In November 2019, nine members of the LeBaron family — three women and six children – were traveling a rural road in Mexico when gunmen ambushed the family’s car and riddled the passengers with bullets. The entire family died.

Such cases are increasingly frequent and occur because of U.S. weapons sales to parties in Mexico. For example, Fabián Medina, chief of staff to Mexico’s foreign minister has said “these powerful [U.S.] weapons, they’ve shot down marine helicopters and deprived many people of their lives.”

The evidence suggests this is true. A Government Accountability Office study found 70 percent of illegally smuggled guns in Mexico between 2014–2018 were made in America.

Stopping the illegal smuggling of guns used to commit homicide will require significant modifying to Trump‐​era policies that make small arms and light weapons sales to foreign clients easier.

Specifically, President Donald Trump reduced oversight controls by transferring export authority over many small arms from the State Department to the Commerce Department.

This decision weakened the regulatory process and ignored recipients’ human rights records given that the Commerce Department does not have access to the State Department’s list of arms dealers involved in suspicious or criminal activity. 

Further, the Commerce Control List is less exhaustive than the State Department’s U.S. Munitions List. Since the change, the Commerce Department approved 30 percent more firearm export licenses than the State Department had the previous year.

Amongst the countries where the Commerce Department approved sales, Mexico received the sixth highest dollar value in firearm sales, totaling $30.3 million. Given that Congress was notified of just over $1 million in traditional military sales during the same period, this is a striking figure. 

Worse still, the transition from the State Department to the Commerce Department has been disastrous for sales to other countries. Commerce has increased the number of countries with license exceptions from just Mexico, Canada, and the United Kingdom to 37 nations – though Mexico is not one of them – while also gutting end‐​use monitoring.

The Commerce Department estimates it will approve several hundred license applications under its license exceptions. This means that more countries can get weapons with less regulation and oversight. 

Fortunately, there are broad policy changes that can reduce the risks associated with U.S. weapons sales. For instance, the government could either transfer regulation authority back to the State Department or be substantially more transparent.

Some positive changes have taken place in this regard. The Commerce Department announced in July 2022 that it would start requiring congressional approval to export certain licensed weaponry abroad. Unfortunately, because these weapons transfers still are being approved in a less regulated manner, the likelihood of them ending up in unsavory hands and being used in human rights violations is higher.

This was a point raised by congressional Democrats in late July of this year. They hope to undo the Trump‐​era authority that gave this power to the Commerce Department, which will allow concerns over human rights and weapons dispersion to be better evaluated.

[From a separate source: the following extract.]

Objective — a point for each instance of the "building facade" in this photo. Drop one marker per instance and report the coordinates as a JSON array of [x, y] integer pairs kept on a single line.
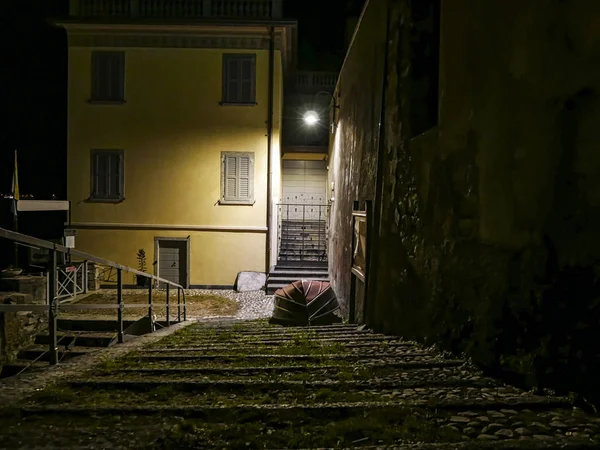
[[174, 125]]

Doing so will also reduce contracts to send weapons to Mexico, both reducing the number of weapons that need to be tracked and providing more protection against gang and cartel‐​associated individuals getting their hands on American‐​made weapons. 

Senators Elizabeth Warren (D‑MA) and Chris Murphy (D‑CT) recently joined with representatives Joaquin Castro (D‑TX) and Norma Torres (D‑CA) to push the issue again. The group sent a letter to the Secretary of Commerce in late September expressing “grave concern about Commerce Department actions.”

The group expressed concern about “countries like Mexico, where corruption puts these weapons in the hands of criminals and identified violators of human rights.”

The Democrats in this case are right. In order to truly curb U.S. gun violence in Mexico, members of Congress must keep pushing these messages while introducing legislation in the National Defense Authorization Act that addresses these concerns.

Washington alone cannot stop gang and cartel violence in Mexico, but through necessary changes to current U.S. arms sale policy, Congress can greatly reduce the instances in which American weapons are at the center of such cases. Our politicians should not wait until the next innocent family is slaughtered to put these changes in place.